BAĞIMSIZ ve özgür yargıtaraflı, tarafsız yargı herkesin arzusu ve beklentisi.
Gün hiçbir zaman aynı kalmıyor.
Devir bir gün mutlaka değişiyor.
Bugün sana yakın olan yarın uzak kalıyor.
Yargıya, hukuka hükmetmek demokrasi tanımı içerisinde zaten düşüncesi bile mümkün olmayan olgu da, bugün hükmettiğinizi düşündükleriniz yarın sizin için hüküm verir duruma gelebiliyorlar.
Türkiye Cumhuriyeti tarihi bunun örnekleriyle dolu.
Belki çok gecikmeli oluyor ama bir gün hak yerini mutlaka buluyor.
Geçmişte demokrasiye aykırı yapıya hükmedenlerin yıllar sonra da olsa tarih karşısında nasıl yargılandıklarına hepimiz şahit olduk.
Hepimiz ne istiyoruz?
Hak, hukuk, adalet.
Yargı bağımsızlığı.
Ve eşit yargılanma hakkı.
Yani senin hakimin, benim hakimim olmayacak.
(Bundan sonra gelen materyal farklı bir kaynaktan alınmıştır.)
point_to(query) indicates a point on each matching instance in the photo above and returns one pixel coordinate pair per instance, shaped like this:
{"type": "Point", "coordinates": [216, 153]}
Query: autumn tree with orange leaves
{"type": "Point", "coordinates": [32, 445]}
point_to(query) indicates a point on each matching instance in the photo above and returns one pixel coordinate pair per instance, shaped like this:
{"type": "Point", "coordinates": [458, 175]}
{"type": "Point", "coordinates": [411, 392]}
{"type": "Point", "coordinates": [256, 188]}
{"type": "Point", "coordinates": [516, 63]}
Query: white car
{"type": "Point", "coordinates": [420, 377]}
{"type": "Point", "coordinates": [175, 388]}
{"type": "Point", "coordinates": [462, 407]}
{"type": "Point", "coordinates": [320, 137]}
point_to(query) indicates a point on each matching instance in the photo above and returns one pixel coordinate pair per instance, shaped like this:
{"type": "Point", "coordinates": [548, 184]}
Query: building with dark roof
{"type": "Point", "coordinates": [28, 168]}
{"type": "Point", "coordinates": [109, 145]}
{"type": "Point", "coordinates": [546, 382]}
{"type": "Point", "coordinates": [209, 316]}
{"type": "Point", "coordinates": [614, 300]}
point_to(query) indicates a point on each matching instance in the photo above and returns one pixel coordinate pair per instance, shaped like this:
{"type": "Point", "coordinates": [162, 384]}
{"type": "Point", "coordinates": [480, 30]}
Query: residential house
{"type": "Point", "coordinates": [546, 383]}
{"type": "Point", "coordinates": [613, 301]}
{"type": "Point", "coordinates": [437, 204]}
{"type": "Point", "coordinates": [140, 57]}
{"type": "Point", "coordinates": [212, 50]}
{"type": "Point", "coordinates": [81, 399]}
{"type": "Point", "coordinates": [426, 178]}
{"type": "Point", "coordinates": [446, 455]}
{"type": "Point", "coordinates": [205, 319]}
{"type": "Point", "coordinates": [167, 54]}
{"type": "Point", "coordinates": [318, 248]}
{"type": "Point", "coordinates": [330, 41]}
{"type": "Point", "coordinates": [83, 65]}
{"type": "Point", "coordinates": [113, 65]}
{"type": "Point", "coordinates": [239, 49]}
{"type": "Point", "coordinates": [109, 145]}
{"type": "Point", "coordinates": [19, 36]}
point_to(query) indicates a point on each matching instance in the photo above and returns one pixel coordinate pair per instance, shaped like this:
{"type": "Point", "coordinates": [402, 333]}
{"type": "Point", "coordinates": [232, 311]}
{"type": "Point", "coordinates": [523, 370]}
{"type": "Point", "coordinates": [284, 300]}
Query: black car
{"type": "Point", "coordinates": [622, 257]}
Yasa ne ise yargı onu uygulayacak.
Kanunsuz uygulamaların, hukuksuzluğun karşısında herkes duracak.
Adalet terazisinin kefeleri hep dengede duracak.
Adaletin temsilci ve uygulayıcıları olan hakim, yargıç ve avukatların cüppeleri hep düğmesiz olacak.
Tüm bunları bugüne kadar ‘Bağımsız Türk Yargısı, Adalet ve Hukuk’adına savunduğunu düşündüğümüz insanlar vardı.
Kamuoyunun önüne çıkıp yapılan hukuksuzlukları ve adamına göre işleyen adalete karşı çıktıklarında, hukukun üstünlüğü ve bağımsız yargının tesisinin bir gün bu insanlar sayesinde mutlaka kalıcı olacağı çabalarının sürdürüleceğine inanıyorduk.
Barolar Birliği Başkanı Metin Feyzioğluda bunlardan biri ve hatta en başta geleni idi belki.
Ama gördük ki kendisi sadece ‘Yeşil Yargı’nın bir temsilcisi ve özlemcisiymiş!
Hak, hukuk, adalet, özgürlük diye tarif ettiğinin karılığı, Yeşil Pasaportmuş!
Kutlarım Sayın Feyzioğlu, yeni bir hukukunuz(!) pardon pasaportunuz oldu.
Hayırlı olsun!
Onun sayesinde aslında bizimle beraber olmadığınızı anlamış olduk.
Allah güzel günlerde kullanmayı nasip etsin!